Are there any exemptions?
- Children with severe disabilities who need a room of their own will not be required to share a room. Housing benefits will need to decide if an extra room is needed based on whether a disability living allowance has been awarded with the care component at a middle or higher level and how much another child’s sleep will be disturbed if they share a room.
- Approved Foster Carers are allowed an extra bedroom – This applies even if you are between placements, so long as you have fostered a child, or you’ve become an approved foster carer in the last 12 months.
- Supported Accommodation – If you receive care, support or supervision from your landlord in supported exempt accommodation your Housing Benefit isn’t affected.
- Temporary Accommodation – If your council has put you in temporary accommodation because you were homeless your Housing Benefit may not be affected.

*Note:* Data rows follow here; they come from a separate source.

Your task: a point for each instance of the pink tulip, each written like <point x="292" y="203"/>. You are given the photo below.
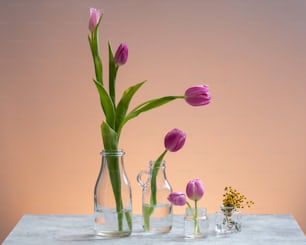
<point x="94" y="17"/>
<point x="174" y="140"/>
<point x="177" y="198"/>
<point x="197" y="95"/>
<point x="195" y="189"/>
<point x="121" y="55"/>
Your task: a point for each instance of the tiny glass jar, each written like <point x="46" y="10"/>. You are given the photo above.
<point x="196" y="224"/>
<point x="228" y="220"/>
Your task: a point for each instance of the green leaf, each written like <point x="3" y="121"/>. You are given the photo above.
<point x="124" y="103"/>
<point x="107" y="104"/>
<point x="94" y="47"/>
<point x="146" y="106"/>
<point x="113" y="68"/>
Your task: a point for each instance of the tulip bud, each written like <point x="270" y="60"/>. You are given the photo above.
<point x="177" y="198"/>
<point x="195" y="189"/>
<point x="121" y="54"/>
<point x="197" y="95"/>
<point x="94" y="17"/>
<point x="174" y="140"/>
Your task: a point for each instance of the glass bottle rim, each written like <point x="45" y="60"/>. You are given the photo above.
<point x="118" y="152"/>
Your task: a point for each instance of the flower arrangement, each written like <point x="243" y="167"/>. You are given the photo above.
<point x="194" y="191"/>
<point x="117" y="113"/>
<point x="233" y="198"/>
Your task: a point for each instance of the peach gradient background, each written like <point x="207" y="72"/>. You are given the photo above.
<point x="252" y="136"/>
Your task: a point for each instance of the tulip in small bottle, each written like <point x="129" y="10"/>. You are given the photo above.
<point x="121" y="54"/>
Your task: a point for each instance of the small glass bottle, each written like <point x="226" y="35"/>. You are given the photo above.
<point x="228" y="220"/>
<point x="156" y="209"/>
<point x="196" y="223"/>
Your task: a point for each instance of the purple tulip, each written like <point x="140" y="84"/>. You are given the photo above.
<point x="121" y="54"/>
<point x="197" y="95"/>
<point x="177" y="198"/>
<point x="94" y="17"/>
<point x="195" y="189"/>
<point x="174" y="140"/>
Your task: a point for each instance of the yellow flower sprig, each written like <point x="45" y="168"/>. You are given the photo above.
<point x="233" y="198"/>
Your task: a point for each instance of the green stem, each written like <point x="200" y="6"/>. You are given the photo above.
<point x="147" y="211"/>
<point x="153" y="177"/>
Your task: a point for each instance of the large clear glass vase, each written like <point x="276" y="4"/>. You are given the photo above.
<point x="157" y="215"/>
<point x="113" y="197"/>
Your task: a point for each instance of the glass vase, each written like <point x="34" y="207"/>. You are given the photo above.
<point x="228" y="220"/>
<point x="196" y="223"/>
<point x="156" y="209"/>
<point x="113" y="197"/>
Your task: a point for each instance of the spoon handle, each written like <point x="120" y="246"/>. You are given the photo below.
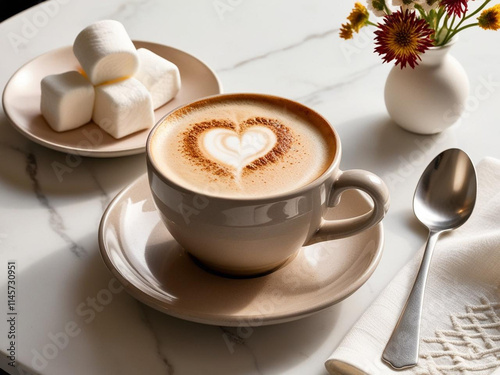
<point x="402" y="349"/>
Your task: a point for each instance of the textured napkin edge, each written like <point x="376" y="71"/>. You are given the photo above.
<point x="342" y="360"/>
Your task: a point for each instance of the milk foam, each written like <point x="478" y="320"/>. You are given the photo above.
<point x="241" y="149"/>
<point x="237" y="150"/>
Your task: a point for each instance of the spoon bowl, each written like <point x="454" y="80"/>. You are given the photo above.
<point x="446" y="193"/>
<point x="444" y="200"/>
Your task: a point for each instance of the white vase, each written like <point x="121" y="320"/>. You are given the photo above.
<point x="431" y="97"/>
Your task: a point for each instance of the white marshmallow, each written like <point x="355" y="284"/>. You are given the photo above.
<point x="67" y="100"/>
<point x="106" y="52"/>
<point x="160" y="76"/>
<point x="123" y="107"/>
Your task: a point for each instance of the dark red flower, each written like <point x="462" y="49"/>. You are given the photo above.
<point x="455" y="7"/>
<point x="403" y="37"/>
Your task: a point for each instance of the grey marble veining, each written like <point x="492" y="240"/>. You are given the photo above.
<point x="49" y="225"/>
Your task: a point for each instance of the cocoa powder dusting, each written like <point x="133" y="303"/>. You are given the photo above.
<point x="284" y="141"/>
<point x="192" y="151"/>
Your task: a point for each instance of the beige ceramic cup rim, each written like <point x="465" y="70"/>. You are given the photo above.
<point x="235" y="96"/>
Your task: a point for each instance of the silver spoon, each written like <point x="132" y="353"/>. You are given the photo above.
<point x="444" y="200"/>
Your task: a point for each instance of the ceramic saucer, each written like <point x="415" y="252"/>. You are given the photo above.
<point x="140" y="252"/>
<point x="21" y="102"/>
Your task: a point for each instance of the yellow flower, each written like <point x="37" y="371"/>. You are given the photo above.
<point x="346" y="31"/>
<point x="490" y="18"/>
<point x="358" y="17"/>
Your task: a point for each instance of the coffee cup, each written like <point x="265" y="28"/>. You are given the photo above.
<point x="243" y="181"/>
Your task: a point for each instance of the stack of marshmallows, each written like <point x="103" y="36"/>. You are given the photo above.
<point x="120" y="87"/>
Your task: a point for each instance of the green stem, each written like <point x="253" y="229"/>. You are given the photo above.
<point x="386" y="8"/>
<point x="458" y="28"/>
<point x="422" y="12"/>
<point x="477" y="10"/>
<point x="463" y="28"/>
<point x="448" y="32"/>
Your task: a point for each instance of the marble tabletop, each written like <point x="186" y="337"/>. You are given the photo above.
<point x="48" y="226"/>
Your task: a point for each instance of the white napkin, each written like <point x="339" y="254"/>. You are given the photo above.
<point x="460" y="328"/>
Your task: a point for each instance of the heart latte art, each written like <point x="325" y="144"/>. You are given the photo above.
<point x="224" y="148"/>
<point x="237" y="150"/>
<point x="241" y="149"/>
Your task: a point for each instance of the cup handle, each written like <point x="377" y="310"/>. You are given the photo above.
<point x="353" y="179"/>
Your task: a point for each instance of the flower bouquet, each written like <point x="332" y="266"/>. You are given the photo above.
<point x="414" y="26"/>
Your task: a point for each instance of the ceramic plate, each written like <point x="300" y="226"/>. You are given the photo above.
<point x="141" y="253"/>
<point x="21" y="102"/>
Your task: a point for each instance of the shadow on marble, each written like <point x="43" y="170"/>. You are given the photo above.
<point x="386" y="146"/>
<point x="27" y="167"/>
<point x="183" y="279"/>
<point x="111" y="332"/>
<point x="298" y="347"/>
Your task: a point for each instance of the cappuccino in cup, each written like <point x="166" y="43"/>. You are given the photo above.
<point x="242" y="181"/>
<point x="242" y="148"/>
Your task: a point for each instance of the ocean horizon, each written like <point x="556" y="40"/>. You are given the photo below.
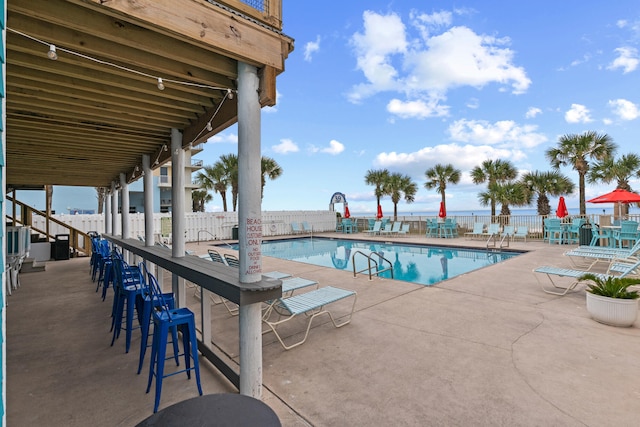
<point x="572" y="211"/>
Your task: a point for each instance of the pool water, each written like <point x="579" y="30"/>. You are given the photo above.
<point x="420" y="264"/>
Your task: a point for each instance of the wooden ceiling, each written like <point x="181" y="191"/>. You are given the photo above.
<point x="90" y="115"/>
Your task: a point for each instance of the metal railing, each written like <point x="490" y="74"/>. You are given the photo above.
<point x="375" y="267"/>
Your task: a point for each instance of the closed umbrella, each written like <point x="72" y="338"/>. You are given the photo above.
<point x="617" y="196"/>
<point x="443" y="211"/>
<point x="562" y="208"/>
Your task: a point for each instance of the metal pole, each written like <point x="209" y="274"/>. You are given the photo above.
<point x="249" y="226"/>
<point x="178" y="222"/>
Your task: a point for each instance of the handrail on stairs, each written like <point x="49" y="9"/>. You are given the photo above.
<point x="79" y="241"/>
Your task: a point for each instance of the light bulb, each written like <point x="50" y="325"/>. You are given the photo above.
<point x="52" y="52"/>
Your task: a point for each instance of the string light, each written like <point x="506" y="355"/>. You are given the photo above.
<point x="52" y="52"/>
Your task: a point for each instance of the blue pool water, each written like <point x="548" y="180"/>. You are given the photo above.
<point x="421" y="264"/>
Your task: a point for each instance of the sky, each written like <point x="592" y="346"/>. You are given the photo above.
<point x="403" y="86"/>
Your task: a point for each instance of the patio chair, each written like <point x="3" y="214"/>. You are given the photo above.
<point x="433" y="229"/>
<point x="306" y="227"/>
<point x="376" y="229"/>
<point x="617" y="268"/>
<point x="628" y="232"/>
<point x="310" y="304"/>
<point x="521" y="232"/>
<point x="477" y="232"/>
<point x="404" y="230"/>
<point x="295" y="227"/>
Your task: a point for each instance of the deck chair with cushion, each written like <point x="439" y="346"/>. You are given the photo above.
<point x="617" y="268"/>
<point x="308" y="305"/>
<point x="477" y="232"/>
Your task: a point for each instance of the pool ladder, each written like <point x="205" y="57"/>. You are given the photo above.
<point x="372" y="264"/>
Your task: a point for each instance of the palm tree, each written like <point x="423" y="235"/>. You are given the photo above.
<point x="397" y="185"/>
<point x="493" y="172"/>
<point x="439" y="176"/>
<point x="576" y="151"/>
<point x="230" y="164"/>
<point x="377" y="178"/>
<point x="621" y="171"/>
<point x="508" y="193"/>
<point x="546" y="184"/>
<point x="214" y="178"/>
<point x="199" y="199"/>
<point x="270" y="169"/>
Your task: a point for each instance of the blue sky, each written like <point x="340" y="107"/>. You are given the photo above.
<point x="406" y="85"/>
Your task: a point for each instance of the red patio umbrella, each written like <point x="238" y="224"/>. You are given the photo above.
<point x="443" y="211"/>
<point x="562" y="208"/>
<point x="617" y="196"/>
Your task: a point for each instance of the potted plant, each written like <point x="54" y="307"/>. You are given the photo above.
<point x="610" y="301"/>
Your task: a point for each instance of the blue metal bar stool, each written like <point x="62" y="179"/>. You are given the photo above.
<point x="163" y="319"/>
<point x="148" y="303"/>
<point x="128" y="286"/>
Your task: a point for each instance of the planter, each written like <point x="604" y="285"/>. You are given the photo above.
<point x="612" y="311"/>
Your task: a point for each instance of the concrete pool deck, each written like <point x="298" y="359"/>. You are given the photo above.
<point x="485" y="348"/>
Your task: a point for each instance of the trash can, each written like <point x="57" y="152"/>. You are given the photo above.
<point x="60" y="247"/>
<point x="586" y="234"/>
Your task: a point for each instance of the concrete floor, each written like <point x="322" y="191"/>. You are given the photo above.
<point x="486" y="348"/>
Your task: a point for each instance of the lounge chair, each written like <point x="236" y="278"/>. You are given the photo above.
<point x="478" y="230"/>
<point x="376" y="228"/>
<point x="295" y="227"/>
<point x="395" y="229"/>
<point x="617" y="268"/>
<point x="521" y="233"/>
<point x="311" y="304"/>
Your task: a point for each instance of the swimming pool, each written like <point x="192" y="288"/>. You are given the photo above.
<point x="421" y="264"/>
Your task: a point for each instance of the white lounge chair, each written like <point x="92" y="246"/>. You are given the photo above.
<point x="478" y="230"/>
<point x="311" y="304"/>
<point x="617" y="268"/>
<point x="376" y="228"/>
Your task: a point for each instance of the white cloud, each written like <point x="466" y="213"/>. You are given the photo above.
<point x="310" y="48"/>
<point x="286" y="146"/>
<point x="578" y="114"/>
<point x="417" y="109"/>
<point x="627" y="59"/>
<point x="426" y="67"/>
<point x="223" y="138"/>
<point x="504" y="133"/>
<point x="334" y="148"/>
<point x="463" y="157"/>
<point x="625" y="110"/>
<point x="532" y="112"/>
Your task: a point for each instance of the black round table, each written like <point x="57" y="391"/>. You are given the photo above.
<point x="215" y="410"/>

- Recent Bereavement – If you have a spare room as a result of a death in your household , the reduction in your Housing Benefit will not apply for 52 weeks. (Under Universal Credit this will be for three months.)
If you’re affected, your Housing Benefit (or the housing element of Universal Credit) will be cut by the following percentage:
- 14% of the rent for one extra bedroom
- 25% of the rent for two or more extra bedrooms.
The reduction is made before the housing benefit award is assessed and you will have to pay any shortfall in your housing benefit.
For example: If your rent is £80 a week your housing benefit/ Universal Credit will be cut by £11.20 or £20 a week and you will have to pay this shortfall from your other income.
What happens with Joint Tenancies?
When a joint tenancy is held between a couple there is one claim for housing benefit. The award is based on the whole rent and any reduction will be applied according to the size criteria.
When a joint tenancy is held by tenants who are not a couple, for example 2 brothers or a mother and daughter, each tenant can make a claim for housing benefit for their proportion of the rent. Any reduction because of under-occupation will be applied to the full eligible rent before the rent is apportioned between each tenant.
It is important to remember in a joint tenancy each named person is jointly responsible for paying the full rent. If one joint tenant fails to pay, the other tenant remains responsible for making sure the full rent is paid.
You can find out how many bedrooms you’re entitled to by using the bedroom calculator.
If you are affected by the size criteria and your housing benefit is reduced your options are limited but you can:-
- Pay the shortfall – in your rent using other income you receive.
- Move to smaller accommodation – you could apply for a transfer or find a mutual exchange.
- Take in a lodger – but you need to be aware of non-dependant deductions.
- Try to get a job – Tenants not claiming housing benefit are not affected by the under-occupation penalty.